Evans was typical of her age group.

Nearly two-thirds, 63 percent, of those younger than 30 said they seldom if ever checked to see where a product was made — more than three times the number who do. A majority of young adults said they would buy a lower-priced product from another country over a more expensive U.S. one.

Older Americans, 60 and above, were almost twice as likely to say they usually or always check labels to see where a product is made. And by more than 2-to-1, they said they would buy an American product even if it cost more than lower-priced foreign goods.

“I’ll pay more for an American product,” said 81-year-old Sam Rucker, a retiree from Brady, Texas. “We should look out for ourselves. I’ve always felt that way.”

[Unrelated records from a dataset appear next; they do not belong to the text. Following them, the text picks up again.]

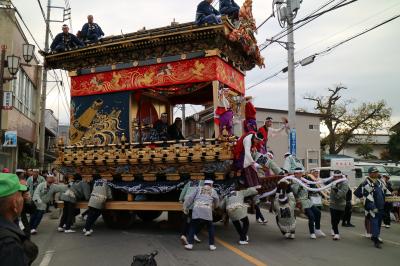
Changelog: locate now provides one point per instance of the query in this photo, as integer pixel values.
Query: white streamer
(267, 194)
(321, 181)
(313, 189)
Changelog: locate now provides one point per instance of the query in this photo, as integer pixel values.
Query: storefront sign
(10, 139)
(7, 100)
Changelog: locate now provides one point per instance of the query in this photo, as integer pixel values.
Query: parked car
(355, 175)
(365, 166)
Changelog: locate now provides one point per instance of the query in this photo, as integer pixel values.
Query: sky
(368, 65)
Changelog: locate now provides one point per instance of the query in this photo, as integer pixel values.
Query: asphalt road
(267, 247)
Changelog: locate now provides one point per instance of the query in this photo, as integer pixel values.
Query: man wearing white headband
(291, 163)
(237, 211)
(312, 212)
(284, 206)
(204, 200)
(43, 195)
(337, 203)
(269, 132)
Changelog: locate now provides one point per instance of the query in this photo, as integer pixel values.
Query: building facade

If an American product and a similar foreign-made product were about the same price, an overwhelming majority of all age groups said they would buy American.

The new loss of jobs overseas, often described as “outsourcing,” is not fundamentally different from the loss of blue-collar jobs in past years, said David Wyss, chief economist at Standard and Poor’s.

“The only difference now is that it’s white-collar workers and not blue-collar workers who are affected,” said Wyss.

A little more than two-thirds said they thought sending jobs overseas hurt the U.S. economy. And almost that many said they thought outsourcing was mostly caused by the greed of corporate executives, not by the necessity for companies to compete.

Frank Balawender, a 50-year-old mechanical engineer from Sharon, Pa., said he had seen the influence of outsourcing firsthand.

“We used a company for machinery drawings. They would get them done in India and send them back to us,” Balawender said, noting foreign competition has hurt his region of western Pennsylvania.

“Around here, there used to be a lot of heavy industry,” he said. “Now there’s no jobs except for low-paying service jobs. If it was not for the company I was working for, I’d be gone.”

The AP-Ipsos poll of 1,000 adults was taken May 17-19 and has a margin of sampling error of plus or minus 3 percentage points.